You walk toward your car, fearing the worst. Carefully, you take the keys out of your pocket, insert, turn, open. Death. The super-heated air is shocking, but you ignore it. Hurrying to start the engine, sweet cold air blasts into your face at full force. Yet, in your haste, there is a momentary lapse of thought as your hand reaches down for the metal end of the seatbelt. You realize the consequences of this action, but not quick enough to stop flesh and metal from touching. It's too late. Now there is a new brand on your hand to accompany that new summer tattoo. The moral of this story: the sun and glass don't mix well in Arizona.

Anybody in the Valley for more than a minute knows this place is hot. Yet, like the bipedal primates that came before us, we adapt - from the clothes we wear to the buildings we occupy. Lately, however, looking around campus, one may wonder if many of the new buildings reflect a creative adaptation worthy of a higher learning institution such as ASU.

The Lattie F. Coor Hall has a glass skin around the entire structure from the second floor to the roof. This glass allows the heat of the sun to penetrate to the interior of the building, but does not enable the heat to leave. While some of the glass is used as windows, other parts have a wall directly behind creating a "shadow box." Temperatures in these areas can reach over 90 degrees, above a comfortable ambient temperature.

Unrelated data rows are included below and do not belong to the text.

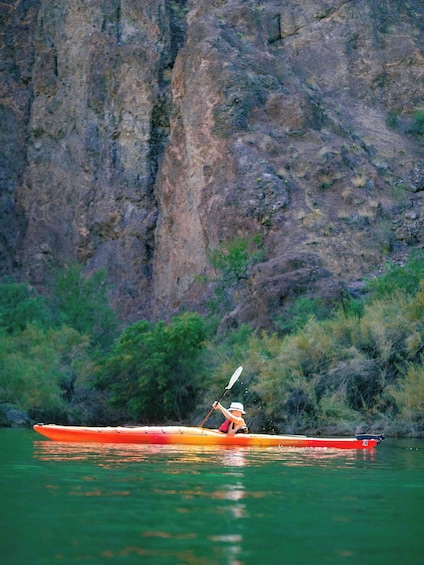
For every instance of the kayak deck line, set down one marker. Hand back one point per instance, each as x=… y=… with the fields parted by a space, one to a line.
x=186 y=435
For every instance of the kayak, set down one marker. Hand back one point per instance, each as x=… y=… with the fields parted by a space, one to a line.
x=185 y=435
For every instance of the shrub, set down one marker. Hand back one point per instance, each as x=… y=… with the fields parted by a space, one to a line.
x=39 y=368
x=153 y=369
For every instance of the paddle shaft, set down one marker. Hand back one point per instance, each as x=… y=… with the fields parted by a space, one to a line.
x=233 y=379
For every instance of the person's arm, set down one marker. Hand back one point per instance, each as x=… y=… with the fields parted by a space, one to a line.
x=228 y=415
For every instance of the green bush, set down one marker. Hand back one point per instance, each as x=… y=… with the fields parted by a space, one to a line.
x=39 y=368
x=153 y=369
x=405 y=279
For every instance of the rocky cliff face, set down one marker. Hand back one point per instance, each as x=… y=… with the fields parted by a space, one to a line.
x=139 y=136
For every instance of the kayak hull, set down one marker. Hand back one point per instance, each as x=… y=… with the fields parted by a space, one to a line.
x=184 y=435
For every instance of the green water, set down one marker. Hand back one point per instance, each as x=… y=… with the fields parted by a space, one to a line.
x=70 y=503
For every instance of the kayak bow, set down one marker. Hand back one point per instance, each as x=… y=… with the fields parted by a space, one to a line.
x=185 y=435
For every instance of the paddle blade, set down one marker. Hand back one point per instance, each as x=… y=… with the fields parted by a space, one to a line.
x=234 y=378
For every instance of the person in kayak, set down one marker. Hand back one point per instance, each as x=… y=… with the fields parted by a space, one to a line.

Consequently, professors overlook corner offices in Lattie F. Coor Hall -- usually prime real estate -- as their two walls of glass create an uncomfortable heating situation.

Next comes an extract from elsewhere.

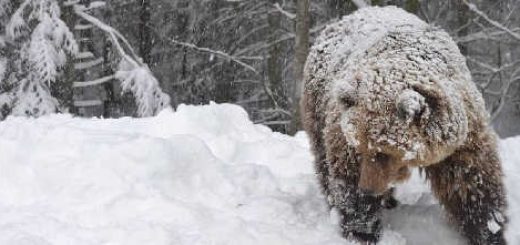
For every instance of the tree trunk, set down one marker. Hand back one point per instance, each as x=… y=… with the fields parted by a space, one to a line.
x=301 y=50
x=145 y=37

Additionally, since the building was erected, blinds have been placed in every available window to curtail heat absorbed internally, disturbing its intended aesthetic.

And all day long the sun's rays beat upon the large glass facade on the ASU Foundation Building's south side, warming the interior of the building.

While the campus saves money since creating a more efficient way of providing cool air throughout the University, these new buildings reflect an inconsistency in ASU's energy policies.

ASU's advanced and efficient method for cooling the entire University is jeopardized when it builds glass boxes in the middle of the desert. While the Central Plant provides chilled water, used to cool the campus, ultimately the energy to run the coolers comes from fossil fuels burned by APS.

Alternatively, there are a number of buildings on campus that provide comfortable atriums and cozy interiors, such as the Social Sciences Building and the Education Building. Their exteriors are a blend of energy efficient design and aesthetic style, even though they are older buildings.

While opting for more popular modern designs, the new constructions on campus are distancing energy efficient methods from their goals. Next time you walk by the Foundation Building or Lattie F. Coor Hall, do not admire their clean, glass surfaces. Instead, think about the increase in ASU's energy resources necessary to cool these buildings, and ask yourself if you enjoyed paying the recent rise in tuition.